A concussion is an injury to the brain. It is caused by a fall or by a blow on the head from a blunt object. In many ways, a concussion is like a bruise of the brain. There is swelling in the brain, and sometimes blood escapes into the brain tissue. Since a concussion is an injury to the brain matter itself, it may occur even if the skull is not fractured. Concussions range from mild to serious.

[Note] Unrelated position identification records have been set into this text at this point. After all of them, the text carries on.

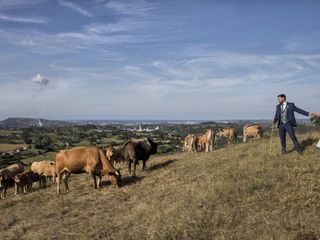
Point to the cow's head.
(2, 181)
(154, 146)
(109, 152)
(115, 178)
(220, 133)
(17, 178)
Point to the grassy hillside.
(242, 191)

Most children suffer one or more blows to the head at some time during childhood. Typical reactions to head injuries are immediate crying, headache, paleness, vomiting once or twice, a lump or cut at the site of injury, and sleepiness for one or two hours. These are not the signs of a concussion; they are usual reactions to a blow on the head.

Signs and symptoms

Any of the following are signs of a possible concussion: unconsciousness at the instant of the injury; no memory of the accident or of events that occurred before the accident; confusion (child doesn’t recognize parents or know his or her own name); persistent vomiting; inability to walk; eyes not parallel; pupils of different sizes (note: some children have unequal pupils normally); pupils that do not become smaller when a bright light is shined into the eyes; blood coming from the ear canal; bloody fluid which does not clot coming from the nose; headache that continues to become more severe; stiff neck (the chin cannot be touched to the chest with the mouth closed); increasing drowsiness; slow pulse (less than 50 to 60 beats per minute); and abnormal breathing.

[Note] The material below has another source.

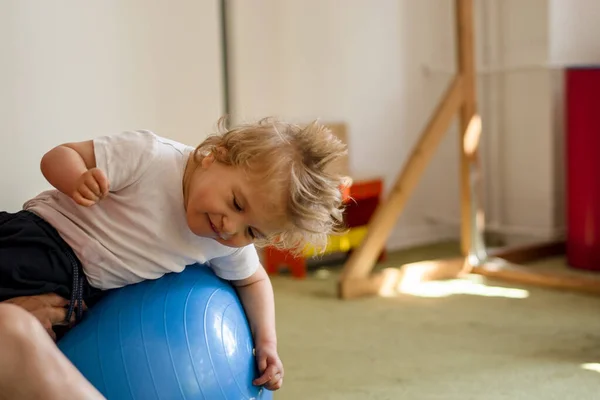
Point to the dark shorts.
(35, 260)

There are two rare forms of concussion in which symptoms do not develop until hours after the injury (called epidural bleeding) or until days or weeks afterward (called subdural bleeding).

Home care

If the child shows any of the signs of a concussion, see your doctor.

If there are no signs of a concussion, or if you are waiting to see the doctor, have the child rest in bed. Bed rest is the most essential treatment for a head injury that does not penetrate the skull. Keep the child lying quietly, with the head on a pillow. Check the child frequently. The child may sleep but must be wakened every hour so that you can check on the child’s condition until he or she feels well. Keep the child in bed until at least one day after the child seems fully recovered. Give only aspirin or paracetamol for headache.

Precautions

• Do not attempt home treatment if there are any signs of concussion.

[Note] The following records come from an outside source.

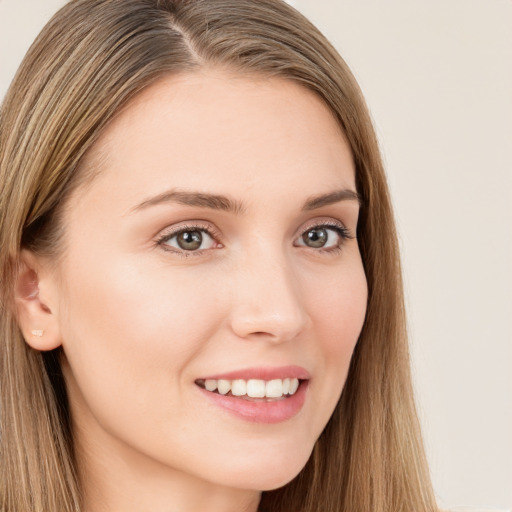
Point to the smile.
(260, 395)
(252, 388)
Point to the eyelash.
(343, 232)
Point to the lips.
(262, 395)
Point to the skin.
(140, 320)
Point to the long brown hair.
(88, 62)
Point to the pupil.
(190, 240)
(315, 237)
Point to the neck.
(115, 477)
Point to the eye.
(325, 237)
(188, 239)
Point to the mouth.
(261, 395)
(253, 390)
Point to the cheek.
(338, 315)
(134, 329)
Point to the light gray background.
(437, 76)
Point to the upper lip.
(263, 373)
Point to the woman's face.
(216, 243)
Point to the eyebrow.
(223, 203)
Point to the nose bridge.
(266, 298)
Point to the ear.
(35, 303)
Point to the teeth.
(294, 384)
(238, 387)
(223, 386)
(210, 385)
(254, 388)
(274, 388)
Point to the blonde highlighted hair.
(84, 67)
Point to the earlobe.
(35, 317)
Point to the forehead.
(222, 130)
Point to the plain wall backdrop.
(437, 77)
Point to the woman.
(202, 306)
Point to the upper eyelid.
(214, 232)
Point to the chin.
(269, 475)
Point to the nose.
(267, 301)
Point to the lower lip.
(261, 412)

• Do not treat a head injury at home if the scalp is depressed (pushed in) at the site of injury or if a gentle tapping of the skull produces the dull sound of a broken melon. (These symptoms rarely, if ever, occur without other signs of concussion.)

• Do not give pain killers, sedatives, or any medication stronger than aspirin or paracetamol to a child with a head injury.

Medical treatment

Your doctor may or may not order X rays of the skull. Your child may be hospitalized for observation. A CAT scan may be useful. A CAT (computerized axial tomography) scan gives three-dimensional X rays of the brain. Echoencephalogram, electroencephalogram, and spinal tap tests are sometimes helpful. If the concussion is serious, your doctor may consult a neurosurgeon (a specialist in the brain and nervous system).